ARETE is ‘virtue’. This Ancient Greek word expresses the notion of excellence, the achievement of all potentials, the reaching of the highest quality state. In the book written by Platon (Plato) and bearing the name of Protagoras, the latter (a Sophist) explains ‘virtue‘ to Sokrates (Socrates). For him it is a single whole. He says that we use to consider qualities (such as justice, self control, holiness) singularly. But they are all parts of the only one, all-comprehensive, ‘virtue’. Therefore ‘virtue’ is an attribute larger than its several components. Also it is more significant than its single parts in defining a man, a real philosopher. In the Homeric poems, <arete> is often in association with bravery. But more frequently with effectiveness. The person of ‘virtue’ is of the highest effectiveness. He uses all his capabilities — strength, bravery, and wit — to achieve real results.

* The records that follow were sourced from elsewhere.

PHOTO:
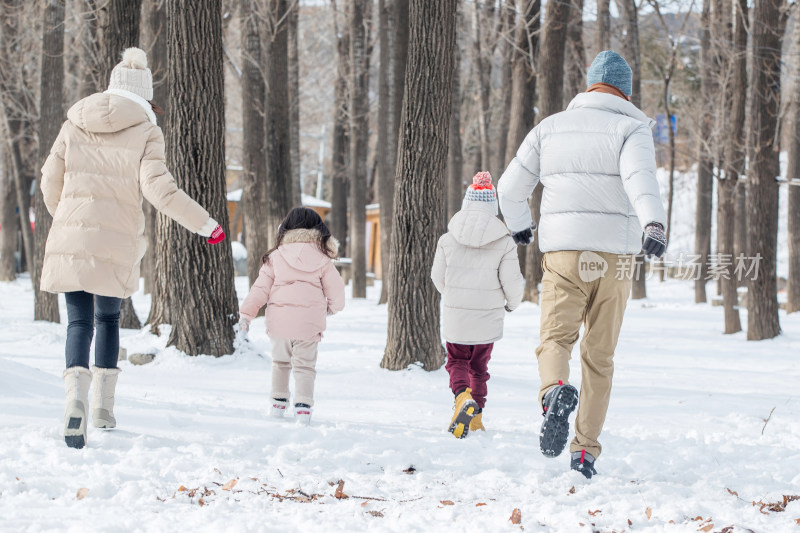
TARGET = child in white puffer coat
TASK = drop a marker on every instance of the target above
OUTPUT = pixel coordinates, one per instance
(476, 269)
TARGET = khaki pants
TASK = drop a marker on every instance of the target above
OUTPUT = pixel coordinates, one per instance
(576, 290)
(297, 355)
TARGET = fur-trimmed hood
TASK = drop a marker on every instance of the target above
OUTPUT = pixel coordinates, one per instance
(299, 249)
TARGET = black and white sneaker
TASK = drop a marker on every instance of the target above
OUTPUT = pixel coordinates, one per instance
(558, 404)
(583, 462)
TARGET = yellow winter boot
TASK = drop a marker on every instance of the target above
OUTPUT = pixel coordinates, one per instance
(476, 423)
(463, 414)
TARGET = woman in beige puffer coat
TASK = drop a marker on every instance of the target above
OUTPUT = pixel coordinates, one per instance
(108, 155)
(477, 271)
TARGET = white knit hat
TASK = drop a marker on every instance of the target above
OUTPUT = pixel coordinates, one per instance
(132, 74)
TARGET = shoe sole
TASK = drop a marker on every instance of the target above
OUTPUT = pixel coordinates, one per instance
(459, 427)
(75, 425)
(555, 427)
(73, 434)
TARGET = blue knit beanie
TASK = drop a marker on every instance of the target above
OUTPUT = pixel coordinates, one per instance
(609, 67)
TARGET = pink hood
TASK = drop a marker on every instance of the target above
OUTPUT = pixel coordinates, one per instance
(300, 287)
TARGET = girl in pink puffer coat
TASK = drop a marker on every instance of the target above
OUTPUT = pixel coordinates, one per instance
(300, 287)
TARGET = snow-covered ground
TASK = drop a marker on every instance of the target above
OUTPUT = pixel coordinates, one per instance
(685, 431)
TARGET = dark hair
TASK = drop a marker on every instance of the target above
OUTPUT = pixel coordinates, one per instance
(303, 218)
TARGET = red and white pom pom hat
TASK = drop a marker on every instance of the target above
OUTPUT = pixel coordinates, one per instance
(481, 189)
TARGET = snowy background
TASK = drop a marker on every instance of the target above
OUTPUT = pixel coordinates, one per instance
(686, 443)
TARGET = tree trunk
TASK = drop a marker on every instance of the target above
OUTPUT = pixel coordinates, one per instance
(705, 163)
(278, 135)
(90, 49)
(413, 332)
(731, 20)
(359, 141)
(386, 137)
(294, 102)
(603, 26)
(793, 177)
(341, 144)
(18, 107)
(8, 222)
(202, 275)
(156, 26)
(630, 15)
(508, 14)
(762, 189)
(483, 69)
(523, 85)
(120, 31)
(575, 54)
(254, 161)
(455, 157)
(399, 60)
(551, 92)
(51, 115)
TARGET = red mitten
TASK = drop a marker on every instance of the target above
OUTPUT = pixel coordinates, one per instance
(216, 236)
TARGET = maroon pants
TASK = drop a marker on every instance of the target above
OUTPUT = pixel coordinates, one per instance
(468, 365)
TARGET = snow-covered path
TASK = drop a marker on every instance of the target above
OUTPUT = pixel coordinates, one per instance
(685, 425)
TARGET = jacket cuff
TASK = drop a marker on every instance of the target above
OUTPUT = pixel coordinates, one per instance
(208, 228)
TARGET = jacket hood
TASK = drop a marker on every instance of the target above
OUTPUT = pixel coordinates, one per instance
(299, 249)
(106, 113)
(610, 103)
(476, 226)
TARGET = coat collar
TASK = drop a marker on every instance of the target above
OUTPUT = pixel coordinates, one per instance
(144, 104)
(610, 103)
(294, 236)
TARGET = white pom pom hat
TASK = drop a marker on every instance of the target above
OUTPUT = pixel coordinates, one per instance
(132, 74)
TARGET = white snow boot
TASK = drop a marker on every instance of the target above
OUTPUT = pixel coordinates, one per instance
(77, 380)
(302, 413)
(279, 406)
(104, 382)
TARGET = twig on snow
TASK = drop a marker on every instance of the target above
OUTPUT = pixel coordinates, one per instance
(766, 421)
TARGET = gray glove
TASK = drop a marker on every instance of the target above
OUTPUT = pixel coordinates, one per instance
(655, 242)
(524, 237)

Sokrates further elaborates on Protagoras’ topic by underlining that valorous Athenians do not succeed in bequeathing their qualities to the offspring. Thus he demonstrates that virtue is not inherited. Virtue is something we have to work upon and that we have to refine. Then Sokrates adds that an individual may have some parts of the all-comprehensive virtue but not all of them. In the end, Sokrates affirms that people lacking virtue are not bad but ignorant. Hence, they are ignorant about what virtue is. Just as those who are virtuous have simply exploited what they have mastered.
<Arete> is ‘virtue’, a central notion in the philosophical discourse of ancient times. As a matter of fact all arguments, schoolings and trainings of the best philosophical leaders promote the development of virtue. People are measured and gauged by their virtue and by their factual evidence of having virtue.